Reader pays tribute to Labor Day

To the Editor:

As the summer ends and we prepare our families for the next year of school, we also end our vacation season by commemorating Labor Day.

This day is set aside to honor America's workers, specifically union men and women; but do most people know the significance or history of it?

Like the American patriots who put every thing on the line for newly adopted country, America's working men and women did the same for their jobs, their safety and their families.

Although the first Labor Day was celebrated on Sept. 5, 1882, in New York City with the Knights of Labor holding a parade, Congress did not officially declare the first Monday in September a national holiday until June 28, 1894.

But to truly understand and appreciate why and how Labor Day came about, we have to go back in history a little further.

Unions have been around for more than 200 years. In the middle of the 18th century, working men formed political parties demanding equality with landowners and merchants.

These people formed the Sons of Liberty and played a leading role in the protests against the Stamp Act imposed by the British on the Colonies.

In the early 19th century, workers in Philadelphia, New York and New England fought and even struck for a 10-hour work day and started the drive for free public education for their children.

Solely because of the efforts of unions and their new-found need for political involvement, imprisonment for debt was abolished and the public school system was established in America.
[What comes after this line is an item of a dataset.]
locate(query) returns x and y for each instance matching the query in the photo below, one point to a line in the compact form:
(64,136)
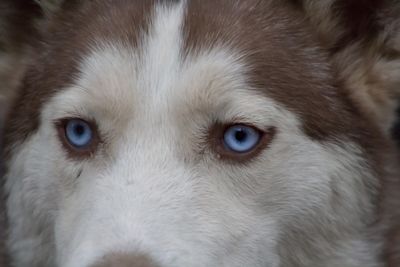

Hence the term "Union Free School" came into being.

In 1881, 100 local and national unions, along with regional and local assemblies, formed the Federaton of Organized Trades, which later became the American Federation of Labor (AFL) in 1886.

Unlike landowners and merchants, the AFL became the first group that established a non-partisan political endorsement policy.

Through its efforts, new legislation saw arbitration come into being, child and women labor laws enacted, the new eight-hour work day, employer responsibility for industrial accidents and the need for factory and mine safety recognized.

However, the National Association of Manufactures (NAM) embarked on a drive to reverse these worker successes from the late 1800s through the 1920s by spending vast amounts of money to get their candidates elected to Congress.

Labor saw strikes, picketing and boycotts become illegal. Up until the Great Depression of the 1930s, employers, knowing the courts were less than sympathetic to labor, used espionage, blacklists and established the common practice of firing union organizers or "agitators."

It was the Depression, following the stock market crash of 1929, that brought a new Congress and a new concern for labor and worker welfare.

Since that time, labor fought for and succeeded in getting passage of the Norris-LaGuardia act of 1932 that reversed suppression to encourage for union activities and was the first major piece of federal legislation that applied favorably to collective bargaining.

The Wagner Act, also know as the National Labor Relations Act, followed in 1935 and protected employee bargaining rights, stopped blacklisting, bribing and spying on employees, and giving special concessions to some employees and not others.

The Taft-Hartley Act of 1947, know as the Labor-Management Relations Act, established unfair labor practices and twelve years later, the Landrum-Griffin Act, known as the Union members "bill of rights" established dues and reporting responsibilities and that union elections be by secret ballot.

So you can see that Labor Day is not just another holiday, but a day meant to thank and recognize the American labor movement for everything it has accomplished for all America's working men and women, union and non-union alike.

In addition to the 40-hour work week, we now see overtime pay, safety legislation that protects workers, a public school system that today is taken for granted, and collective bargaining process that fights for wages, pensions and benefits.

None of this would be in place today if not for America's unions. Clarence Darrow, the great lawyer, speaker and writer, said it best.

"Trade unions have done more for humanity than any other organization of men that ever existed. They have done more for decency, for honesty, for education, for the betterment of race and for the developing of character in men, than any other association."